Epilogo peraltro già  annunciato da mesi. E poi? “E’ probabile che non finisca qui. I volumi produttivi : dice Franco Di Michele, delegato Filcem-Cgil : non bastano neanche a far lavorare a pieno regime quelli che sono rimasti a lavorare e non sono in cassa. Probabile quindi che tra un po’ si tornerà  a parlare di cassa integrazione e poi di qualcosaltro ancora”.

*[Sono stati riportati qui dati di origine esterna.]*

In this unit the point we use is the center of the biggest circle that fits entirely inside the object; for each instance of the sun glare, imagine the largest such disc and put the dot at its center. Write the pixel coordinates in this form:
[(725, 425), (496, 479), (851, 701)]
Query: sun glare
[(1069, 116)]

E da Bruzolo come si guarda a Mirafiori? “Con preoccupazione : dice Di Michele : quell’accordo, quel referendum messo così é un ricatto. Se fossi un lavoratore di Mirafiori voterei no. Ma son convinto che molti operai, con famiglia e nel timore di finire in mezzo a una strada, pur contrari a quell’accordo voteranno sì”. Cosa capiterà  dopo il voto? “Difficile pensare che, comunque vada il voto, la Fiat chiuderà  Mirafiori.

Certo l’investimento Fiat sullo stabilimento torinese è importante, anche per noi dell’indotto. Se decollerà  qualcosa arriverà  anche a noi, anche se Fiat ci ha abituato a … sorprese anche spiacevoli e potrebbe rivolgersi ad altri, anche all’estero, per i pezzi che vengono prodotti alla Gestind”.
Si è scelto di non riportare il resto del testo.